As Gensler and the Democrats continue to face off against the Republicans and Wall Street over the consequences of the Dodd-Frank Act, one thing is clear; corporations will continue to try to mitigate their exposure to risk through greater oversight of the information they handle and process. This is not simply because they had trouble figuring out their real risk exposure during the collapse of the financial markets in 2008, but also due to the greater transparency required in their transactions, and new incentives for whistleblowers to turn them in.

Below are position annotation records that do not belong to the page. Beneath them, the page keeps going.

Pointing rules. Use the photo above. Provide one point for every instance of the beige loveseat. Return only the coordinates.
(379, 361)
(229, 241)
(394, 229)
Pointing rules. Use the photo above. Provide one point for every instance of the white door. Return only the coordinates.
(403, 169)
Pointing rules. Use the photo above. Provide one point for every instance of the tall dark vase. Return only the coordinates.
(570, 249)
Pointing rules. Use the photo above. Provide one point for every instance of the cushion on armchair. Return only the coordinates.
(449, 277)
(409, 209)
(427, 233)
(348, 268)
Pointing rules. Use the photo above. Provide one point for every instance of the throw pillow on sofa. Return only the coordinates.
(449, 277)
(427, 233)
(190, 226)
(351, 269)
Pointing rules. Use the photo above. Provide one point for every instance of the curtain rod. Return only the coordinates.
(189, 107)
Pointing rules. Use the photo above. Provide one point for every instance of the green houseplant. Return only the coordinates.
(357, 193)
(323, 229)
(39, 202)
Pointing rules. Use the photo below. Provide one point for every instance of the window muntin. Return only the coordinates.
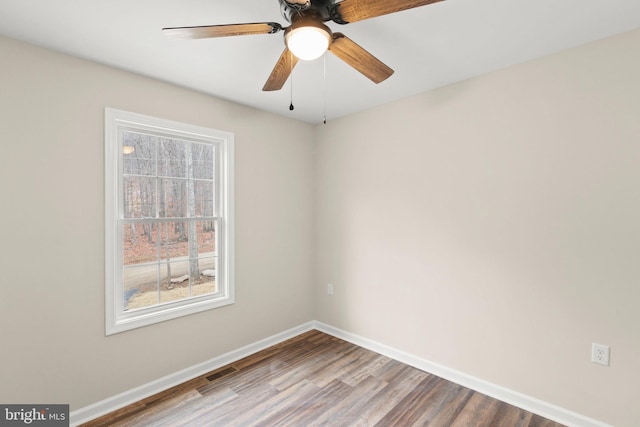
(168, 220)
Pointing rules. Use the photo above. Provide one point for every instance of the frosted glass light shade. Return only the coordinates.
(308, 42)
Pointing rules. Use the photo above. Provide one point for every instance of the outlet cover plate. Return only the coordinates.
(600, 354)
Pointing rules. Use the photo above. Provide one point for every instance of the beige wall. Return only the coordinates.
(493, 226)
(53, 347)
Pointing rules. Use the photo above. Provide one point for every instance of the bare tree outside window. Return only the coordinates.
(169, 231)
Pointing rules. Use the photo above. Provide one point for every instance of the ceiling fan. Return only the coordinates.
(307, 37)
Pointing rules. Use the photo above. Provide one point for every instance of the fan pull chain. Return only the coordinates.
(291, 83)
(324, 107)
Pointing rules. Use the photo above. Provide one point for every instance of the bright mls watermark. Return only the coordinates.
(34, 415)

Though not getting the same amount of press as the regulation of swaps, this proposed whistleblower legislation establishes monetary rewards for whistleblowers and allows them to report potential violations directly to the CFTC, bypassing the internal compliance process which was recently beefed up under the post Enron Sarbanes-Oxley legislation. This is giving greater impetus to the process, already underway, of companies removing any manual handling of key data and analysis, and putting in place automated processes. These companies understand that apart from reducing the number of human errors (sometimes dramatically), automating the collection, integration and analysis of data underlying their trading and hedging practices provides a clear audit trail. It also ensures that they have a clear way of understanding the logic behind decisions which are based upon complex and multifaceted models, unlike in 2008 when very few people understood the assumptions built into their derivatives trading and the real risks of their positions.
In the end, I suspect that we will not see any real spike in the number of whistleblowers in spite of the financial incentives, for a couple key reasons. First, companies are using Data Management Systems like ZEMA which carry out business process automation at the collection, validation, analysis and distribution levels. This process is centrally managed and ensures that alert mechanisms can be set which monitor changes to the data management process. This makes it difficult to tamper with the data without leaving a trail which would quickly be discovered.
Second, companies are discovering the inherent advantages of automating the management of their forward curves which provide the basis of their futures trading activity. For example, with ZEMA, the forward curve automation process allows the users to drill down into derived curves to view all the dependencies both raw data and formulas. This provides a transparency into the underpinnings of complex models that would be impossible in a company which still used spreadsheets to manage its hundreds, if not thousands of forward curves.
Even without the pressure being applied by the more stringent regulatory climate and the vast amounts of data that companies must contend with, these companies would still be turning to Data Management systems such as ZEMA to improve their efficiency and decision making capacity. However, with these pressures, they will soon be the cornerstones of every trade and risk team in both the financial and commodities markets. And executives will sleep better at night for it.